We would like to know more about the patients in this study than is provided. Details of previous medical therapy and clinical events after admission, such as recurrent angina and the response to medical therapy, are of prognostic importance and often influence decisions about angiography and revascularization (1). The association of clinical events with invasive procedures, revascularization, and their temporal distribution over the follow-up period could provide additional insight.
What could account for the finding that baseline-adjusted risk for long-term adverse events was lower in women? One possible explanation may relate to the higher prevalence of hypertension in women, which is expected to be associated with more left ventricular hypertrophy, electrocardiographic abnormalities, and a greater propensity for microvascular angina (2).
What are the implications for clinical practice? We still do not know what rate of invasive procedures for unstable angina best serves women and men.

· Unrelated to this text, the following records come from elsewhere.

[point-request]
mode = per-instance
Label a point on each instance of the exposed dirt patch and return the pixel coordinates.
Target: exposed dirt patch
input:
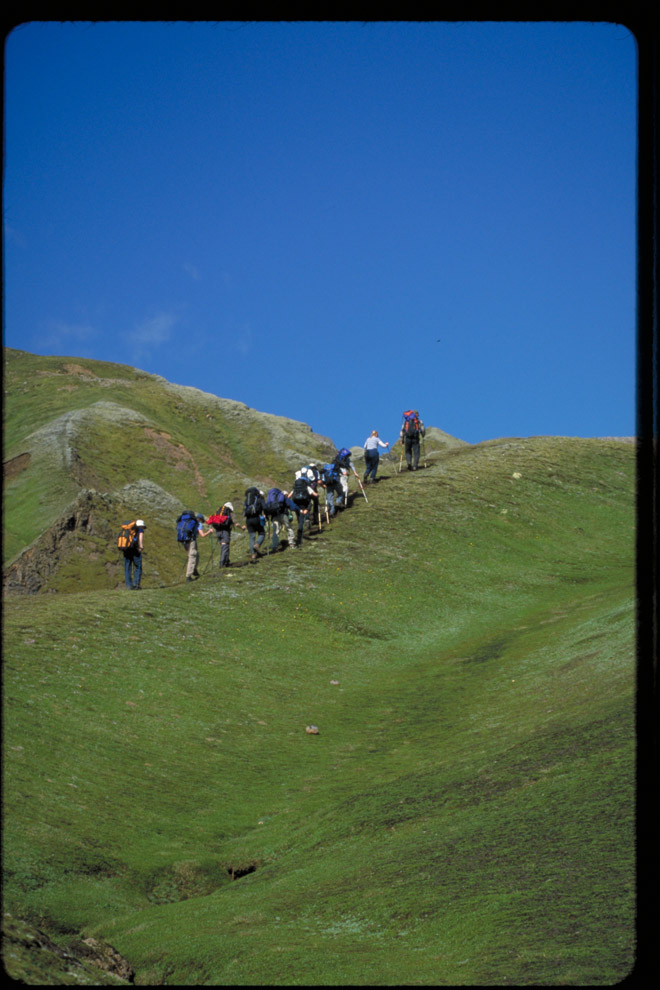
(31, 957)
(77, 369)
(12, 468)
(32, 569)
(176, 455)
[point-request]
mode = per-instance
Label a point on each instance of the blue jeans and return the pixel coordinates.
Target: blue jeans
(132, 569)
(371, 458)
(331, 494)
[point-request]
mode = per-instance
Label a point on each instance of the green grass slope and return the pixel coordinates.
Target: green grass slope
(73, 425)
(464, 642)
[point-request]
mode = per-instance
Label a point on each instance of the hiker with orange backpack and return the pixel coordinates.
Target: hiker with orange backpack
(412, 429)
(131, 544)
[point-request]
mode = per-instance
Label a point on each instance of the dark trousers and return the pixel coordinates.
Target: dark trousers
(412, 451)
(224, 536)
(132, 569)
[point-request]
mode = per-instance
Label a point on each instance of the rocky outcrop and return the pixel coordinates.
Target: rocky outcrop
(30, 571)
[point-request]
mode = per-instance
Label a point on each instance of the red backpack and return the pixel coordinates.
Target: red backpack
(411, 423)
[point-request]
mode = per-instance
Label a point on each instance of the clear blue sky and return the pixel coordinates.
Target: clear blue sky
(334, 221)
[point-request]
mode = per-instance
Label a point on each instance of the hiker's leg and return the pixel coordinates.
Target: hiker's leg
(193, 556)
(137, 570)
(261, 535)
(291, 536)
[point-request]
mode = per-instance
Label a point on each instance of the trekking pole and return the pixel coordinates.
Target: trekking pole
(360, 484)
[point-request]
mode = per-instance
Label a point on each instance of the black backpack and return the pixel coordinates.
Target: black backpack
(274, 502)
(253, 505)
(300, 495)
(411, 424)
(186, 526)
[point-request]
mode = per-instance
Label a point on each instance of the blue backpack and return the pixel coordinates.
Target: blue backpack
(330, 474)
(343, 457)
(275, 502)
(411, 423)
(186, 527)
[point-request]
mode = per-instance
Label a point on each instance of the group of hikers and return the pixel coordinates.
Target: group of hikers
(276, 508)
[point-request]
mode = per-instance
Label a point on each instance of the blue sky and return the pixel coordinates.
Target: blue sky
(334, 221)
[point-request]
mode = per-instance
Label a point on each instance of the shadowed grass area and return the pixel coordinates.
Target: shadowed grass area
(463, 641)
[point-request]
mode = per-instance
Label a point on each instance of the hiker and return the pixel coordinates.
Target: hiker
(277, 509)
(133, 557)
(330, 479)
(343, 462)
(253, 508)
(188, 526)
(312, 475)
(223, 522)
(302, 495)
(411, 431)
(371, 455)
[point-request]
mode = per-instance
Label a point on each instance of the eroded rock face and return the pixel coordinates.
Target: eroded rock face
(107, 958)
(32, 568)
(31, 957)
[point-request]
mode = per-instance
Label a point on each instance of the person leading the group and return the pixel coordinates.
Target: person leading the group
(371, 455)
(133, 558)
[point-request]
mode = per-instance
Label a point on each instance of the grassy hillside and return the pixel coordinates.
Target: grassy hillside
(464, 643)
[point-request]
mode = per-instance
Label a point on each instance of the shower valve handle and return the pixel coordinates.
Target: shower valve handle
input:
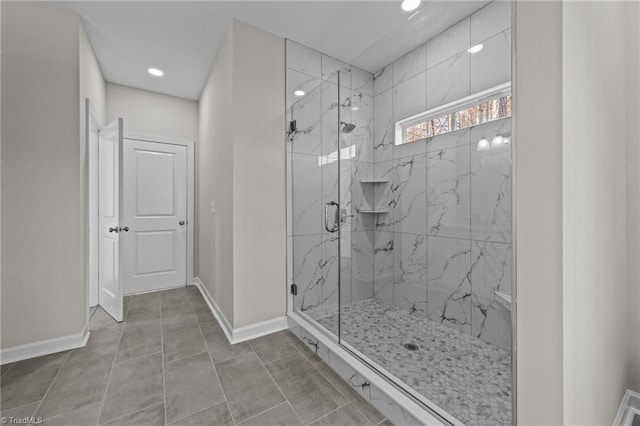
(336, 219)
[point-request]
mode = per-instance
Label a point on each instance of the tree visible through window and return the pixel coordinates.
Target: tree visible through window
(484, 112)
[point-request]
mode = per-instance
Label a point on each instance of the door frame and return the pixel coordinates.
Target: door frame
(92, 210)
(190, 145)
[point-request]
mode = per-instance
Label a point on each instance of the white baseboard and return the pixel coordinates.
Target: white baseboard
(45, 347)
(240, 334)
(629, 408)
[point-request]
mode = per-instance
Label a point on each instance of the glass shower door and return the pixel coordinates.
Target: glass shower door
(312, 152)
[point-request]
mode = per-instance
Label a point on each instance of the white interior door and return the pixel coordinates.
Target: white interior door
(155, 213)
(109, 175)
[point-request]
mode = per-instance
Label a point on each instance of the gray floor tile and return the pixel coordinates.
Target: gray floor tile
(144, 308)
(134, 385)
(205, 317)
(248, 387)
(101, 342)
(344, 416)
(181, 337)
(283, 414)
(101, 319)
(308, 353)
(140, 340)
(84, 416)
(272, 347)
(309, 393)
(5, 367)
(27, 381)
(79, 383)
(152, 416)
(20, 412)
(220, 348)
(218, 415)
(196, 298)
(191, 385)
(350, 393)
(175, 303)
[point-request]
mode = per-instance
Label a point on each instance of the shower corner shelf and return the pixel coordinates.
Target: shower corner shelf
(374, 181)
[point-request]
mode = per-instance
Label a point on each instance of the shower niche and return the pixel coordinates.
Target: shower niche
(402, 252)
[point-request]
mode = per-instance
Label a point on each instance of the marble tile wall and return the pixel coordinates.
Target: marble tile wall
(334, 91)
(444, 247)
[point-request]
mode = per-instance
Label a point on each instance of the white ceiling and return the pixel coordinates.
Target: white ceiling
(183, 38)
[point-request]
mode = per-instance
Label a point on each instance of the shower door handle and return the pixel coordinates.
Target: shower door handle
(336, 219)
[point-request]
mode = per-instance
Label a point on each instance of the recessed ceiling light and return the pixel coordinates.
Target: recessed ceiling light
(483, 144)
(497, 141)
(409, 5)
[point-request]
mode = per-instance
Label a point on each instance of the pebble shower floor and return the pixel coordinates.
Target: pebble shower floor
(468, 378)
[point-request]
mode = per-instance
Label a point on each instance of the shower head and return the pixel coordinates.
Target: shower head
(348, 127)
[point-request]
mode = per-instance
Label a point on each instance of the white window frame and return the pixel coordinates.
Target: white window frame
(457, 105)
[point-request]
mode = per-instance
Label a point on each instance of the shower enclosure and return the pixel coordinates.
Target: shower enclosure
(399, 213)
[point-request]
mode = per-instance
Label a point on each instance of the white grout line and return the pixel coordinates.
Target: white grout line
(265, 411)
(215, 371)
(115, 356)
(52, 382)
(330, 412)
(164, 387)
(342, 393)
(280, 389)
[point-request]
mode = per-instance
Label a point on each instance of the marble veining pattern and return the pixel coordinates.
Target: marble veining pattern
(468, 378)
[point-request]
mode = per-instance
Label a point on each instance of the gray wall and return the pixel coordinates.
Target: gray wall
(43, 281)
(594, 222)
(152, 113)
(241, 163)
(215, 174)
(538, 91)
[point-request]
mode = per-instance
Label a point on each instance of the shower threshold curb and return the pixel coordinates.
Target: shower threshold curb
(394, 403)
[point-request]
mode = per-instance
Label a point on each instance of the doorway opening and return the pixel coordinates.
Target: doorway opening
(140, 207)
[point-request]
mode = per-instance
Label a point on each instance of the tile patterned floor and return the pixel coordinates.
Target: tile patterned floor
(169, 363)
(465, 376)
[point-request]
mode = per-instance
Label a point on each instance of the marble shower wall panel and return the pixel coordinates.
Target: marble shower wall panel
(410, 195)
(492, 65)
(448, 193)
(313, 178)
(448, 81)
(307, 271)
(449, 288)
(383, 253)
(466, 204)
(410, 96)
(491, 265)
(362, 117)
(410, 272)
(491, 185)
(362, 196)
(362, 265)
(329, 266)
(383, 196)
(306, 194)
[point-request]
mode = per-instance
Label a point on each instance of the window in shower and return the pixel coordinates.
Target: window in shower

Fortunately, data have become available for better risk assessment incorporating cardiac markers and quantitative evaluation of ST-segment shift. The importance of risk assessment coupled with enhanced medical and revascularization strategies provides new cause for optimism in the care of such patients (3).
Padma Kaul, MSc
Paul W. Armstrong, MD
University of Alberta
Edmonton, Alberta, Canada
1. Armstrong PW, Fu Y, Chang WC, et al. Acute coronary syndromes in the GUSTO-IIb trial: prognostic insights and impact of recurrent ischemia. The GUSTO-IIb Investigators. Circulation. 1998;98:1860-8.
2. Iriarte M, Caso R, Murga N, et al. Microvascular angina pectoris in hypertensive patients with left ventricular hypertrophy and diagnostic value of exercise thallium-201 scintigraphy. Am J Cardiol. 1995;75:335-9.